The CJ is wrong on other points as well. He says that it is "imaginary and poor excuse to paint all judges as corrupt in order to achieve political gains". First, no one has labelled all judges corrupt. Indeed the procedure has been designed to sift the uncorrupt from the corrupt. Secondly, the only political objective I know for this proposal is to enable Kenyans to have an honest and competent judiciary.

He is also wrong when he says that the judiciary can and has set its own house in order. Really? By a CJ in whom the Law Society, some major political parties, and a large section of the public have lost confidence?

There is widespread feeling that the earlier process of vetting in 2003, presided over by the CJ, was deeply flawed. Since then a number of judges have been appointed, under his watch as chair of the Judicial Service Commission, who seem unsuitable (one is now charged with offences related to corruption in his immediate past post).

Improper procedure for some judicial appointments was the reason the former Minister of Justice gave for her resignation.
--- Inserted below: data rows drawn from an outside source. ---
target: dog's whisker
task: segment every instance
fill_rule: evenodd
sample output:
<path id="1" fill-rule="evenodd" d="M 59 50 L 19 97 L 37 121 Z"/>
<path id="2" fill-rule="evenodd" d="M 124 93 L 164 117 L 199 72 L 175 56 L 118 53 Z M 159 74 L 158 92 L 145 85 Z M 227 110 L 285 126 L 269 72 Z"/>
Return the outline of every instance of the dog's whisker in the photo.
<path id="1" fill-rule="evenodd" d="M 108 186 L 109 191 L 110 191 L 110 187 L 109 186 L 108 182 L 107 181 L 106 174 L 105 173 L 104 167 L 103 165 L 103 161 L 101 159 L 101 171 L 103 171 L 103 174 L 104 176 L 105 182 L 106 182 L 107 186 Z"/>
It was partly the perception of lack of integrity on the part of the CJ that plunged the country into unparalleled crisis because people believed this judiciary was inappro-priate to decide on disputed elections.

He implies that only a small number of people believe that there are corrupt judges. The Constitution of Kenya Review Commission received a large number of complaints about wide scale corruption in the judiciary, from extraordinarily diverse groups, including the Law Society, professional bodies, and business organisations.

A panel of eminent Commonwealth judges and jurists in 2001 reported having received allegations "both persistent and consistent" against the judiciary "from highly credible (and diverse) sources", and concluded that "public confidence in the Judiciary has virtually collapsed". The 2003 process was simply not suited, perhaps not intended, to remedy this.

There is indeed a procedure in the current constitution for removal of judges. As the eminent jurists noted, allegations of judicial misconduct have not been taken seriously by those with the constitutional duty to act (and that continues to be case). The scheme in the draft follows the essential principles of this procedure. The proposals are not a denial, but a recognition, of the crucial position of the judiciary in implementing a constitution — and ensuring the rule of law.

Ghai was the chairman of the former Constitution of Kenya Review Commission.